According to Equation 3, each independent component includes the temporal dynamics and the spatial distribution with the latter reflecting the relative projection strengths of the former at different facial ROIs, respectively. Thus, for each independent component, we obtained the absolute value of its spatial distribution in order to focus on the comparison among these projection strengths. Additionally, for convenience of display, each spatial distribution was also normalized by dividing the maximum absolute value of its 10 projection strengths. Figure 3a shows the temporal dynamics as well as the normalized absolute value of the spatial distribution for each of 5 independent components.

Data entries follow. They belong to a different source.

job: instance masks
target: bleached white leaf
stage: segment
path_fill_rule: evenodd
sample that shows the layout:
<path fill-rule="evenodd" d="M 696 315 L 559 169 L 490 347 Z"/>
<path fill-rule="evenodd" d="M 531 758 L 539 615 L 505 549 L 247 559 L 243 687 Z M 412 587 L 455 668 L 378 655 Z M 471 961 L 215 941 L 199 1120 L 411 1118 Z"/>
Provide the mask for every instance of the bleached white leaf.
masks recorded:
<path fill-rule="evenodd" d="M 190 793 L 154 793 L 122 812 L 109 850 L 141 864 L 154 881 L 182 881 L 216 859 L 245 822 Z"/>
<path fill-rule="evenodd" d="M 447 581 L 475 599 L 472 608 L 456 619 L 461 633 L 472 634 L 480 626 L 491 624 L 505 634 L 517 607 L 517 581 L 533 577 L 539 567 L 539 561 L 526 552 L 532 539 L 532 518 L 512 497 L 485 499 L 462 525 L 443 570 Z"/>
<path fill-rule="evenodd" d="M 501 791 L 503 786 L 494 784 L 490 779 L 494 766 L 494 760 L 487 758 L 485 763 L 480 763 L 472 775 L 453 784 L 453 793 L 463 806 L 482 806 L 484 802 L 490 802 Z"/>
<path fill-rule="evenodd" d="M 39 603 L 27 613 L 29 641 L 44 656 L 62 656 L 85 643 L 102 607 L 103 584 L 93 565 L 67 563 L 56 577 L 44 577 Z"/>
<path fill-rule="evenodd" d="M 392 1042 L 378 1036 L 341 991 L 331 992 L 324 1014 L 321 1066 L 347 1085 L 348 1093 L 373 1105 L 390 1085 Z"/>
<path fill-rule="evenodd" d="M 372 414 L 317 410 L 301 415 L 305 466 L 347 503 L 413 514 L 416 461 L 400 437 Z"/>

In Fig. 3a, the brighter (i.e., more yellow) ROI indicates that the temporal dynamics of one independent component is projected into this region with stronger strength. As shown by Fig. 3a, the first independent component (IC1) elicited the strongest transdermal blood flow change on the bilateral forehead; the second independent component (IC2) elicited strongest transdermal blood flow change on the left chin; the third independent component (IC3) elicited the strongest transdermal blood flow change on the left cheek; the fourth independent component (IC4) elicited the strongest transdermal blood flow change on the left forehead; and the fifth independent component (IC5) elicited the strongest transdermal blood flow change on the bilateral forehead. For convenience of comparison among these spatial distributions, we transformed them into a 2-D matrix (distribution matrix, Fig. 4). The rows of this matrix indicate the linear-arranged spatial distribution of 5 independent components, respectively, whereas the columns of this matrix present the 10 facial ROIs, respectively.

Figure 4
figure 4

The linear-arranged spatial distributions of five independent (Normalized within independent component). The color map presents the spatial distribution of strength with which the temporal dynamics of one independent component is projected into different ROIs of a face. For an independent component, the more yellow the ROI of its spatial distribution, the stronger strength with which its temporal dynamics is projected into this ROI.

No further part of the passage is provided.